Ronson and Cyrus joined up at Glastonbury to perform that track together – but the producer says a full tour for the album would be difficult to pull off.


“It’s so hard to get all these people together,” he told the BBC. “I don’t know if I could pull that off again.
“But it’s wonderful to get up with Miley and do our song – just stage invading and not overly stressing out.”


Ronson also popped up at Glastonbury’s Park Stage to play with his protege King Princess – dressed in a replica of her outfit.
The singer-songwriter, whose real name is Mikaela Straus, is one of 2019’s most hotly-tipped new talents, coming second on the BBC’s Sound of 2019 list.
“I love her as a person and as a musician,” said Ronson, who signed Straus to his label last year.
“I watched her do her first Glastonbury, which gave me slight proud dad feelings. It’s like a rite of passage.”


But he noted that the singer’s first Glastonbury experience was somewhat different to his own.
“We came here in 2007 and it was one of the really muddy ones,” he recalled. “We were with this rapper WALE who was touring with us and he wouldn’t get off the bus because he didn’t want to get his brand new Nike sneakers muddy.

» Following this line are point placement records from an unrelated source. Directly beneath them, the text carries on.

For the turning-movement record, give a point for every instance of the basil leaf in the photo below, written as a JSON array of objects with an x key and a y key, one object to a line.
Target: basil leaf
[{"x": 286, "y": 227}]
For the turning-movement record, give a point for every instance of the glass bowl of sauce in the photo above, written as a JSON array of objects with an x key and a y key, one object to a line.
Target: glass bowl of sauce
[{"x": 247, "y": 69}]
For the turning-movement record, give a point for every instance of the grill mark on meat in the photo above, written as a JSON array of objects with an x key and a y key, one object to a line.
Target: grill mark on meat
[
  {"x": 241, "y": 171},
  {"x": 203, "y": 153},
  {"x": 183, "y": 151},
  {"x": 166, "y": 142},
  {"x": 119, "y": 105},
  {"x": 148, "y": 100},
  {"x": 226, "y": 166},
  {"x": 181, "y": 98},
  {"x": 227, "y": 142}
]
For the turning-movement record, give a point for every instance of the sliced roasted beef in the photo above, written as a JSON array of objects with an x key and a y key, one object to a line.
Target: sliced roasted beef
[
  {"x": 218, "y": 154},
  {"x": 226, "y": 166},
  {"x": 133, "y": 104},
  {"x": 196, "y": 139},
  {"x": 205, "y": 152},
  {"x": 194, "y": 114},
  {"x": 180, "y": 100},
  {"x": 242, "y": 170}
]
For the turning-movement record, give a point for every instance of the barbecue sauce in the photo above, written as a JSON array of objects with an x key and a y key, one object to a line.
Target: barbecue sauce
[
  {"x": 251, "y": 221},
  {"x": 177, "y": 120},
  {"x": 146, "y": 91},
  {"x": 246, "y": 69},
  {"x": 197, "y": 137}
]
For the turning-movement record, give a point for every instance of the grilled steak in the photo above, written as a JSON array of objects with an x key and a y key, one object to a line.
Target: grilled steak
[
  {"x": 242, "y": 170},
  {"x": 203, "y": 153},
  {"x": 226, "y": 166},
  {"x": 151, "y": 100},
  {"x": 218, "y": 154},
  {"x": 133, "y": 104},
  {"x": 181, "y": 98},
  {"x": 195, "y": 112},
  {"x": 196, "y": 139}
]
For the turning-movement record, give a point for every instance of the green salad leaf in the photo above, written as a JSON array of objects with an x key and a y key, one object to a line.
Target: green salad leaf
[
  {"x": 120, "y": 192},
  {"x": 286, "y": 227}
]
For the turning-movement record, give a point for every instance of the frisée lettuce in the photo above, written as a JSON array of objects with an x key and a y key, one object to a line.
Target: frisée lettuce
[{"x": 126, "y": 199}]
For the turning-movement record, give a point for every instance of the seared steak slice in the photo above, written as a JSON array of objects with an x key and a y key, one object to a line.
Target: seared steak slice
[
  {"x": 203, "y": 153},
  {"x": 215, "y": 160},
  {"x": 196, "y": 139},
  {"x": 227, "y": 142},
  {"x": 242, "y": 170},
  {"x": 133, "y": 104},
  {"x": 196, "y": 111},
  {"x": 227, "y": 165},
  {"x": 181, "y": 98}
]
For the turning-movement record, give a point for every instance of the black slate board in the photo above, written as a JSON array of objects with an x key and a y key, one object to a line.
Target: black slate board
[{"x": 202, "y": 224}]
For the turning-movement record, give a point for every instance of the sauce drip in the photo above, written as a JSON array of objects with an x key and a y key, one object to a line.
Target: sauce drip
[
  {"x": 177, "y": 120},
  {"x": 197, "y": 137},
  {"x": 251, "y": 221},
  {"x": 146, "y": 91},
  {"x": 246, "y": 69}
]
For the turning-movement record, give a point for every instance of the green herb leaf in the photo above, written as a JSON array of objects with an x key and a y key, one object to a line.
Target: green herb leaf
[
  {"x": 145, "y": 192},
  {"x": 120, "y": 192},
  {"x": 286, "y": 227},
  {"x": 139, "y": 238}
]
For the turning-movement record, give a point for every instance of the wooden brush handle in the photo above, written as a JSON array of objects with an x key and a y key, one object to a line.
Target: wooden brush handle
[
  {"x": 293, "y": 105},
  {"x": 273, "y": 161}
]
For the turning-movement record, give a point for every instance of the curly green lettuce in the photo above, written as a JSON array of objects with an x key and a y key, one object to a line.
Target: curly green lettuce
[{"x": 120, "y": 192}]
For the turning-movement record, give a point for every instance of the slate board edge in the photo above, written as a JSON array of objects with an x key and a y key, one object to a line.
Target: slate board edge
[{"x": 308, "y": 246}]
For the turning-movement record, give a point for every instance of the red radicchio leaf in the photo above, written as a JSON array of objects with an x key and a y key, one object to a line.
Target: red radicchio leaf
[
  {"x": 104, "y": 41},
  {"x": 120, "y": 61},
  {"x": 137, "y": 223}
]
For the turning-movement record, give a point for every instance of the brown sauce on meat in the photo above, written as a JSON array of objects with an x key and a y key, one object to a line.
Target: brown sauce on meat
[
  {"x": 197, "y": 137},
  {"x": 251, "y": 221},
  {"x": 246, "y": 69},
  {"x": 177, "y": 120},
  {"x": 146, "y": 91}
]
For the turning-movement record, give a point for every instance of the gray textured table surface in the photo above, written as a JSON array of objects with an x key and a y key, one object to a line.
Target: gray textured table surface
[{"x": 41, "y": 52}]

“Luckily, we found out Dizzee Rascal had wrapped his sneakers in bin bags the night before when he got on stage with Arctic Monkeys, so we told him that and eventually got him off the bus.
“But it was a magical experience. We were in the John Peel tent and you don’t know how big you are or who’s going to come, but that night the tent was overflowing, and it was just wonderful.” Found you find the gap to move at the speed of inspiration, utilise it, at that point inspiration only comes once.